Não é que eu me arrependa da nossa decisão. Nick precisava da gente, ou ao menos de um nós. Mal tinha recuperado a mãe, depois de décadas de afastamento, e agora a perdia dessa maneira tão brutal e solitária, sem nem poder se despedir direito dela. Foi horrível. Pelo menos ele não estava sozinho.

 

Não me arrependo. Mas eu não consigo acreditar que já seja um ano. Eu não aguento mais. Cada novo dia eu não aguento mais. É como se minha alegria, minha energia, tivesse sido sugada de mim. Sem gravações para o canal, sem ensaios, sem teatro, sem acompanhar o Timo no showzinho do bar, que ele faz tão lindo. Sem brigar com o Nick por causa de repertório do álbum. Eu não tenho mais a música. Nem o Timo. Nem o Nick.

 

Ainda no ano passado minha mãe pegou Covid. É claro que, trabalhando como secretária de uma infectologista, mamãe nunca se isolou. Quando ela adoeceu, eu trouxe a vovó (que não havia se infectado) para a Piauí. Passei a ficar indo e vindo entre os dois endereços, levando comida, ajudando com a limpeza. Foi exaustivo. Felizmente mamãe não teve um caso muito grave. No fim das contas, acabamos decidindo que, apesar dos riscos, era mais prático que nos isolássemos juntas, umas cuidando das outras, e todas cuidando do Gui. Mas voltar para o apartamento da vovó foi tão, tão estranho. Eu não queria mais morar ali. Sentia falta do Timo, do Nick, da nossa vida.
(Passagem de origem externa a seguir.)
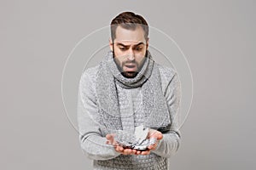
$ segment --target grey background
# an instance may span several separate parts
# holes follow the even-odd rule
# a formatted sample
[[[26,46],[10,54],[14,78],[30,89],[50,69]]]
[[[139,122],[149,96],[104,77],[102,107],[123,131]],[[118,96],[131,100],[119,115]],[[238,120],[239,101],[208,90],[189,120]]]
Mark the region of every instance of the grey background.
[[[253,169],[254,1],[1,1],[1,169],[91,169],[61,100],[74,45],[131,10],[185,54],[194,99],[172,169]]]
Foi numa noite de choro compulsivo que contei tudo para minha mãe e minha avó. Que estávamos os três juntos, que éramos um casal de três. Contei porque o clima estava horrível. Mamãe não falava muito sobre o assunto mas achava que o Timo tinha me deixado, me traído. Disse que entendeu o que expliquei, mas acho que nunca acreditou que isso seja possível. Ela ainda acha que estou sendo burra, que eles estão me enganando. E dói muito, com toda a saudade e solidão que estou sentindo, ficar me esforçando para convencê-la de que estamos juntos e os dois me amam. Eu já desisti. Deixa ela pensar o que quiser.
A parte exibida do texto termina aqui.